Das Berufungsgericht ging übereinstimmend mit dem Erstgericht davon aus, die Regelung in § 162 Abs 3 Satz 6 lit b ASVG sei so auszulegen, dass in Fällen eines lang dauernden Krankenstandes so151lange zurückgegangen werden müsse, bis sich ein voller dreimonatiger Bemessungszeitraum für das Wochengeld ergebe; auch wenn die Entgeltfortzahlung des AG beendet ist, werde „nicht das volle oder kein Arbeitsentgelt“ bezogen.

Der OGH griff in diesem Fall trotz der Vorjudikatur auf die systematisch-teleologische Interpretation der Regelungen zurück. Die Regelung des § 162 Abs 3 Satz sechs ASVG erweise sich für den Ausnahmefall in § 122 Abs 2 Z 1 lit b ASVG – nach dem der Anspruch auf Wochengeld allein durch den Eintritt des Versicherungsfalles der Mutterschaft, während der Leistungsanspruch auf Krankengeld ausgelöst wird – durch das Fehlen einer Verweisung als lückenhaft. Die Ermittlung der Bemessungsgrundlage bzw des Bemessungszeitraumes für den Anspruch auf Wochengeld kann nur durch eine entsprechende Verlängerung des Beobachtungszeitraums erfolgen. Dies sei auch durch den Zweck der Regelungen über das Wochengeld geboten, das dem Einkommensersatz in einem Zeitraum dient, in dem Schwangeren die Ausübung einer (unselbständigen) Erwerbsarbeit verboten ist (§§ 3 und 5 MSchG).

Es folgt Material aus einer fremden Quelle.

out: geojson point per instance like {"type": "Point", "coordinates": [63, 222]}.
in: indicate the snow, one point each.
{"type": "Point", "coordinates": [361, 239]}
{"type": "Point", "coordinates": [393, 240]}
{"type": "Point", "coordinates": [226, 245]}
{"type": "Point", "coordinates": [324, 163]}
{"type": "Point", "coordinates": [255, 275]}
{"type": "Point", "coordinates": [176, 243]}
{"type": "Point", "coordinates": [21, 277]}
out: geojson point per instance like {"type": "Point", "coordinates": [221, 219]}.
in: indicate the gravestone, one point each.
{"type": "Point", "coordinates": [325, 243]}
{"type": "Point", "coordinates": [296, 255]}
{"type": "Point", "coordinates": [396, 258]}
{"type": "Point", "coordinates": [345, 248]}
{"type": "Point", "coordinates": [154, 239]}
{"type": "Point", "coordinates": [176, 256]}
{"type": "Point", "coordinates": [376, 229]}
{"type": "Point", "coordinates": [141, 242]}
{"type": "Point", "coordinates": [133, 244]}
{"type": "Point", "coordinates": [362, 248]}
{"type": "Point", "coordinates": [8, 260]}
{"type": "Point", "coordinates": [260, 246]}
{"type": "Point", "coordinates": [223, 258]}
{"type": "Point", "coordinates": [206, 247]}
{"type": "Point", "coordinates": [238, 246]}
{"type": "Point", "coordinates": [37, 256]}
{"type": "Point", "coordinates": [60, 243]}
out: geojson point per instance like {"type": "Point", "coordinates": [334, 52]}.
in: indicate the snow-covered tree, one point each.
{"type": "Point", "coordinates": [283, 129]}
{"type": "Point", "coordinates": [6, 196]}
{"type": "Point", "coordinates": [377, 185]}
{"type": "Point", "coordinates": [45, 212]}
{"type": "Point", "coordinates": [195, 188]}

Es ist also nunmehr davon auszugehen, dass der Eintritt des Versicherungsfalls der Mutterschaft während eines Krankengeldbezuges dem Grunde nach den Anspruch auf Wochengeld auslöst, selbst wenn – wie im vorliegenden Sachverhalt – das Beschäftigungsverhältnis, das der Auslöser für den Anspruch auf Krankengeld war, bereits beendet war. Bei konsequenter Anwendung der teleologischen Betrachtungsweise dürfte es grundsätzlich auch keine Zweifel geben, dass – anders als bei Anwendung von § 122 Abs 3 ASVG – in dieser Konstruktion auch die Beendigungsart (vgl dazu Windisch-Graetz in Der SV-Komm § 122 ASVG Rz 24 und 25) unerheblich ist. Auch eine Beendigung durch eine begründete Entlassung könnte den Leistungsanspruch nicht vernichten, solange sich der Krankengeldanspruch aus der aus dem vorzeitig beendeten Arbeitsverhältnis resultierenden Pflichtversicherung ergibt (die Arbeitsunfähigkeit also in den ersten drei Wochen der Nachwirkung eintritt). Aus § 122 Abs 2 Z 1 iVm § 138 Abs 1 ASVG kann nicht geschlossen werden, dass der Krankengeld anspruch, der aus dem beendeten Pflichtversicherungsverhältnis resultiert, aufgrund bestimmter Beendigungsarten versagt werden kann. Soweit der Versicherungsfall der Mutterschaft noch im Leistungsbezug eintritt, besteht der Anspruch auf Wochengeld dem Grunde nach und die Bemessung muss durch eine Erstreckung des Beobachtungszeitraums ermöglicht werden.